Henarata Kohere-Pishief

  • "I think this gesture is monumental. It is not just a colourful piece of road, it is a symbol and a sign. It is representative of who we are."
    [At the opening of Gisborne's Rainbow Pride crossing, source: video at 2m42s, 21/12/2021]

Carmen Rupe

  • "At 9.30am sharp I had a black, chauffeur-driven limousine pick me up from Carmen's International Coffee lounge and convey me to Parliament... I've always thought that black made a woman of my complexion and stature look so dignified. If I say it myself, my overall appearance that day was stunning."
    [MP Tariana Turia quoting Carmen Rupe (possibly from Carmen's biography), source: text, 1980s]
  • "Do you want a fuck or a fight because I can give you both."
    [Source: attributed but not confirmed, 1970s]
  • "I've been in the army, I've been prison, I've stood for the Mayor of Wellington and I have no regrets. What I like about myself is that I have always been honest."
    [Source: text, p.52 December 1984]

Deborah Russell

  • "I will not listen politely to hate."
    [While an MP, source: audio at 11m28s, 9/12/2021]

Alan Seymour

  • "We will not just go away, back into our closets to lead an oppressed existence. We refuse to put up with the humiliation of the pallid tokens of liberal tolerance any longer. We demand acceptance, to be allowed to live our lives the way we choose, to be allowed to fulfil ourselves as human beings."
    [Source: text, 6/9/1976]

Des Smith and John Jolliff

  • "We always say the two V's are important: Vigilance and Visibility. You have those who would like to turn back the clock. When times are tough they look for scapegoats. Visibility, Gay Pride and be out and proud."
    [Source: supplied to PrideNZ.com, 21/12/2021]
  • "[To] continue to love you in good times and bad, give all that I have to give, and all that I feel inside, in the only way I know how - completely, and forever."
    [Part of their civil union vows, source: text, 4/5/2005]

Roger Smith

  • "Look back with forgiveness, look ahead with hope, and look around you with wonder and gratitude."
    [Source: supplied to PrideNZ.com, 25/12/2021]

Maryan Street

  • "As a lesbian, I have often been the subject of other people's efforts to push me to the margins, to erode my legitimacy as a citizen, and to belittle my efforts and achievements. I have never accepted marginalisation; it is a construct of others who wish me to be marginalised. It is not where I see myself or the many others like me. But it has always required courage, and I have not come into this House to be less than brave about the human rights of those whom some would seek to marginalise.."
    [Inaugural speech in Parliament, source: text, 16/11/2005]

Tristan-Cordelia

  • "I am proud to be trans. I am proud to be a part of this beautiful community... I am here today to assert our right to exist."
    [Source: audio at 21m10s, 5/7/2021]

Louisa Wall

  • "I hope that every single LGBTI young person who walks into [this Rainbow] room sees themselves, and says wow I belong, I'm here in Parliament. I have a place.

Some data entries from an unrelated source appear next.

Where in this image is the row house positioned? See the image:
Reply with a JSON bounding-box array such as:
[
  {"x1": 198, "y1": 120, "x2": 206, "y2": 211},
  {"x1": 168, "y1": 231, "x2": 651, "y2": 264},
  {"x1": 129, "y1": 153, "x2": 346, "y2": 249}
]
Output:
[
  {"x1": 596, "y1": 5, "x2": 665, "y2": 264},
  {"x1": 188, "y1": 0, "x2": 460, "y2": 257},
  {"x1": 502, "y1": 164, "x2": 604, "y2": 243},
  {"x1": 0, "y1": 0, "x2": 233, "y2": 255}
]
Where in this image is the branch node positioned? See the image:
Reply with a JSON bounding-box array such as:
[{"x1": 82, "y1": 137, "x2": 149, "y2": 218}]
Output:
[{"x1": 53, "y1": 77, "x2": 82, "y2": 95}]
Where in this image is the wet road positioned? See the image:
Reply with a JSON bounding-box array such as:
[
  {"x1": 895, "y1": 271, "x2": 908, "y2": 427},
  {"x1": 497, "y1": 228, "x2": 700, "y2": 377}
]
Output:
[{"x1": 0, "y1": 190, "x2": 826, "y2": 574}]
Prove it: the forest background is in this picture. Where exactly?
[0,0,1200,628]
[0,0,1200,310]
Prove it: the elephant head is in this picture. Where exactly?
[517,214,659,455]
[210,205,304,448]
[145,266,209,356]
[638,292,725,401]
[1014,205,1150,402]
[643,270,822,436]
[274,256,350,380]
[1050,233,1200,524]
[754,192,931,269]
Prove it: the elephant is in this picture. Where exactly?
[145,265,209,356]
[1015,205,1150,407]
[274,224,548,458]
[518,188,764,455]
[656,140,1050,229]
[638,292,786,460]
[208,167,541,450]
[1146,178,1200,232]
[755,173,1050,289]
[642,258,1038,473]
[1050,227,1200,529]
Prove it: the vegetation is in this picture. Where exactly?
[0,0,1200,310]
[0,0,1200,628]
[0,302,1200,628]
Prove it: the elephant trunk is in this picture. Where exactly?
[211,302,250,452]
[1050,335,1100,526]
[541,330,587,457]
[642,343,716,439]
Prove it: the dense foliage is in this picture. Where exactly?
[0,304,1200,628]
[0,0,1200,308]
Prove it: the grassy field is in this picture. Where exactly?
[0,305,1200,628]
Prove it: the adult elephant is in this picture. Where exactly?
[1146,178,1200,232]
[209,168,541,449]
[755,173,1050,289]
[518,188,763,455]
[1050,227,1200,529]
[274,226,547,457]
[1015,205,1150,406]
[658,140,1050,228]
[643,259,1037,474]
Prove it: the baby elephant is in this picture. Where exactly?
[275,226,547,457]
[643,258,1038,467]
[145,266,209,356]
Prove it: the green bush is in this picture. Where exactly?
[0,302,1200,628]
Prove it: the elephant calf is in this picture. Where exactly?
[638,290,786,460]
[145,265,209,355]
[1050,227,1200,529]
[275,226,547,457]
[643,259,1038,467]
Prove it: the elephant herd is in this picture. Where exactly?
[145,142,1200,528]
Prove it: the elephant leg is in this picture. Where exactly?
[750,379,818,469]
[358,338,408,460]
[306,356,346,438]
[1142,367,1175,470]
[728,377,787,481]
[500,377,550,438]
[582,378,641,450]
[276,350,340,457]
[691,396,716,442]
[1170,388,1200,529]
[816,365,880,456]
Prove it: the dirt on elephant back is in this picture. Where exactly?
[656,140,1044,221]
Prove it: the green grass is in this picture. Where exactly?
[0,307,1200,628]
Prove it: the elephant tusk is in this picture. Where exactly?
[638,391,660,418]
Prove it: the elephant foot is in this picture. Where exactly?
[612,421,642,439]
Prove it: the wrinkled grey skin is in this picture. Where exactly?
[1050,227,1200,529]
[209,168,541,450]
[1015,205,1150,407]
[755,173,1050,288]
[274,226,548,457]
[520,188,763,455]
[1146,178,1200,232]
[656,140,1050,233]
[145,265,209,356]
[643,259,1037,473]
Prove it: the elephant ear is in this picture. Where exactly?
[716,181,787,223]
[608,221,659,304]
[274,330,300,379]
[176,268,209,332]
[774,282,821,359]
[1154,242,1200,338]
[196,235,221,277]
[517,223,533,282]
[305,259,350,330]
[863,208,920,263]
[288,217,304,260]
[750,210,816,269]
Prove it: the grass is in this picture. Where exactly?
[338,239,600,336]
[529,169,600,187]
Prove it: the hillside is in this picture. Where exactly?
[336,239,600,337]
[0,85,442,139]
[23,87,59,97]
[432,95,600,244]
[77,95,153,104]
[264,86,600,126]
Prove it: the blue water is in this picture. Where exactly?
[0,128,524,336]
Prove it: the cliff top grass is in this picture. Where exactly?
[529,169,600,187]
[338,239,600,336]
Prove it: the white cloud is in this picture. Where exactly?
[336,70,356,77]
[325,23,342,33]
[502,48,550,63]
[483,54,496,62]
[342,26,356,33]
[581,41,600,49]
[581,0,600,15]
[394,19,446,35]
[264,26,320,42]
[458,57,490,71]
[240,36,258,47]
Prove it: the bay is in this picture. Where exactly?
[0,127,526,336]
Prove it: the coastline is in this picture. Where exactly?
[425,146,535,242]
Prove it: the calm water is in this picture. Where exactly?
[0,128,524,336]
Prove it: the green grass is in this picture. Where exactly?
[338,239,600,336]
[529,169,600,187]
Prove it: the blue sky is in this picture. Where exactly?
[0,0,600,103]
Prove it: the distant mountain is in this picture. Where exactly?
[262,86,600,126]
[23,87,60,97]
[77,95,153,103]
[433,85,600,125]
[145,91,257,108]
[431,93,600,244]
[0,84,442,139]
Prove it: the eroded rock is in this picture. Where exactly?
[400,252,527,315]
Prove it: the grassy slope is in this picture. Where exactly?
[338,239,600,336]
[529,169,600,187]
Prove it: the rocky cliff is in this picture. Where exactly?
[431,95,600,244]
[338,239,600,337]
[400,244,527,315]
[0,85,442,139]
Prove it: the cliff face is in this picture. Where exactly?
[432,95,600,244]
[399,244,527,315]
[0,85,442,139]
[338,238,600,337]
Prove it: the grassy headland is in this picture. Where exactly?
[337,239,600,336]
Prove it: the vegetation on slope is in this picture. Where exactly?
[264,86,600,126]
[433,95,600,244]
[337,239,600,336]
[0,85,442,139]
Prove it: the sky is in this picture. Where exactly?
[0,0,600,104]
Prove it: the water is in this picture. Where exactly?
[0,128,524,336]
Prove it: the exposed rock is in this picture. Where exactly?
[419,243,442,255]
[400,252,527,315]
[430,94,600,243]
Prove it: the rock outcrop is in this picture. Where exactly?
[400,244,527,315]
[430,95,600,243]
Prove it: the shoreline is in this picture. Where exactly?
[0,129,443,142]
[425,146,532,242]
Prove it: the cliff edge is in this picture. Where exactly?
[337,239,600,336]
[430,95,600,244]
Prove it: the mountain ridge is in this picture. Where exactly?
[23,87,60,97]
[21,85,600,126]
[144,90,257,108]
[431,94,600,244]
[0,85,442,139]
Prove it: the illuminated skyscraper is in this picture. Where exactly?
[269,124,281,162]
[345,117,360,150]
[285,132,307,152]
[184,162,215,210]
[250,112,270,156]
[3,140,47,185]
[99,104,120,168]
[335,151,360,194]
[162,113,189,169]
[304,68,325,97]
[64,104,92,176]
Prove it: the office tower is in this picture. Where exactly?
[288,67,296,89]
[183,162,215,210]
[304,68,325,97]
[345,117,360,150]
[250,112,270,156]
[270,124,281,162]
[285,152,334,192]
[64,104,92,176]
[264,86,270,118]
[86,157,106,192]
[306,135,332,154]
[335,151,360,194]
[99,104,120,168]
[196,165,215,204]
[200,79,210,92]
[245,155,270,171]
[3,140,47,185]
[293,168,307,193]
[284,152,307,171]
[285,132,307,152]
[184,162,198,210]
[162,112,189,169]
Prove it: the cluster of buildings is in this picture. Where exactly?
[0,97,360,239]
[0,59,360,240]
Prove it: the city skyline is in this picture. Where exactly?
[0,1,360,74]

I have a tūrangawaewae."
    [While an MP, source: audio at 9m10s, 28/5/2019]

Gareth Watkins

  • "To my Takatāpui LGBTI Rainbow elders - thank you - you have made my life richer, deeper, better. Respect to you."
    Source: on the 50th anniversary of the first Gay Liberation Front action, 11/4/2022]

Fran Wilde

  • "It's a bit like parenthood, You don't understand what's involved until you're into it ... and once you are there, despite the discomfort it's worthwhile."
    [Source: text p.52, Jan 1986]

Graham Wills

  • "I met my second boyfriend at the Dorian. He was serving more than drinks."